Lamb, who was the runner-up in the leadership contest in 2015, has told the Politico news website that he holds no grudges with his former colleagues but was heavily critical of the party’s pro-Remain politicians.
He explained: “I was a Remainer but a Remainer who believed we had to find a compromise”.
Criticising pro-Europeans in the Labour Party too, the former health minister said he believed it was a “historic miscalculation” that politicians supported a second referendum stance to attempt to cancel Brexit without looking at alternatives.
He said: “I worked alongside Stephen Kinnock and many others to make the case for that close relationship with the EU rather than intransigence.
“And I felt that the stance of the party, together with the pro-Europeans in the Labour Party… was a sort of historic miscalculation because we’ve ended up in a far worse position than we would have been in had we been willing to compromise.
“We would have avoided, for example, the massive risk in Northern Ireland.”
Referencing the series of indicative votes proposed to parliament in March 2019, Lamb said MPs’ failure to compromise led to a hard Brexit.
He was the only member of his party to vote for a plan that sought to continue membership of the single market, while he was one of just two that backed a customs union proposal.
He added: “The straw that broke the camel’s back was those indicative votes. I worked with Oliver Letwin as part of that little group of cross-party MPs… to get an opportunity for parliament to vote on alternatives.
“And then parliament spectacularly managed to vote against every alternative. And for the pro-Europeans to vote against the customs union to vote against a Norway option, I just found it massively dispiriting.
“And I found myself very isolated.

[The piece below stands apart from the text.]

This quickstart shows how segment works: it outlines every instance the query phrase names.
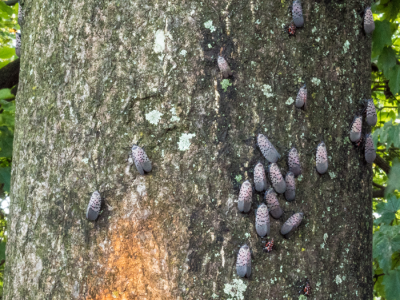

So I just wanted to take a step back.”
In April 2019 Lamb warned that his party risked becoming the “mirror image” of the European Research Group (ERG) because of its stance on Brexit, saying they were “stuck in a trench not moving”.
The Lib Dems went on to enter the 2019 general election campaign with a policy to revoke Article 50, but later insisted it would only happen if they were elected with a majority.